– Прекрасно, но, как бы там ни было, и он, и мы по-прежнему в глухом тупике. Нужно создать единую сильную судоходную компанию, которая будет пользоваться влиянием как в Генуе, так и в Палермо. Джованни, мы должны обратиться к министру Баккарини! Попробую сам, попрошу Франческо Паоло Переса поговорить с ним. Пора просыпаться! Не то наш хлеб отнимут. Наша цель – Америка, это очень выгодное предприятие, нельзя, чтобы французы и австрийцы нас обошли. Действовать нужно сейчас, завтра будет поздно. Это я, Иньяцио Флорио, тебе говорю!

* * *

– Выходит, они отменили линию Палермо – Мессина? Все письма, прошения, переговоры о том, чтобы маршрут был продлен до Нью-Йорка, были зря?

Иньяцио так разгневан, что Джованни Лагана невольно отступает назад. На дворе декабрь 1880-го. Больше года Иньяцио всячески старался спасти компанию «Почтовое пароходство», которая заметно сдала позиции под натиском французских и австрийских конкурентов. Делал все возможное: использовал свое влияние, свои политические связи, обещал и угрожал. Но, судя по всему, только зря потратил время. И это самое досадное.

– Как же так? – бормочет Лагана, подходя к столу.

– Читай сам. – Иньяцио бросает ему телеграмму, только что прибывшую из Рима. Он так рассержен, что не может говорить.

Лагана быстро пробегает телеграмму глазами. Значит, они считают, что больше нет необходимости в этом морском пути, потому что появилась железная дорога, связывающая Палермо и Мессину. Поезд будет ходить чаще, чем ходят наши корабли. Вполне логично, думает Лагана, но ничего не говорит, только поглядывает на Иньяцио.
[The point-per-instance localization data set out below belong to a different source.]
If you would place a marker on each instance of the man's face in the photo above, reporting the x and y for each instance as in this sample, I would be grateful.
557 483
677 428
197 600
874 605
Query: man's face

– Конечно, я и сам вижу, что они правы, – говорит Иньяцио, словно прочитав мысли Джованни. Но ему обидно. – Для нас это означает банкротство. Прибыли практически нет, а теперь я буду вынужден сообщить акционерам еще и об отмене линии. Вдобавок ко всему пришло известие из Франции от Джузеппе Орландо.
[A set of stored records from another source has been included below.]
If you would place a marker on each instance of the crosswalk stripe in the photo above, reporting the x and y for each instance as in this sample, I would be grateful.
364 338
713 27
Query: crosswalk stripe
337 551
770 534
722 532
– Слияние компаний «Валери» и «Трансатлантик»? Советы директоров, к сожалению, одобрили это соглашение.

– Только на бумаге! Компании «Валери» фактически не существует. Это всем известно. Орландо упредил меня телеграммой. – Иньяцио стучит кулаком по столу. Портрет Винченцино в тяжелой серебряной раме, покачнувшись, кренится набок. Иньяцио поправляет его, затем продолжает, уже спокойнее тоном: – Рубаттино никуда не спешит, да и мы топчемся на одном месте. Ищешь помощи у тех, кто должен тебе помочь, а вместо этого натыкаешься на закрытые двери. Тем временем французы прокладывают новые маршруты, убирая нас с пути как конкурентов.

Лагана тяжело вздыхает:

– Ты уверен? Я имею в виду, они настроены решительно?

Иньяцио потирает виски. Гнев и ярость сжимают его голову.

– Да. Я лично написал Русье, нашему французскому представителю. Он все подтвердил. Следующим шагом «Трансатлантик» будет новый морской путь, сначала в Кальяри, а потом и в другие итальянские порты. А что же Рубаттино? Готов ли он дать отпор? Нет! Ничтожество!

Еще один удар кулаком по столу, бумаги разлетаются в разные стороны.

– Крупнейший судовладелец в Генуе, и для него французы – как кость поперек горла. Он должен кричать во весь голос, протестовать, просить Рим о защите, а он что делает? Ничего! Он ничего не делает! Потеря времени и неопределенность – вот что выводит меня из себя!

Джованни Лагана подбирает с пола бумаги.

– Ты все больше становишься похож на своего отца, – улыбается он.

Иньяцио поднимает голову, в глазах застыл немой вопрос. Замечание Джованни застало его врасплох.

– Голос, жесты, трудно сказать, что именно… Я мало его знал, но хорошо его помню в гневе. Тебя трудно прогневить, но злишься ты так же, как он, – объясняет Лагана.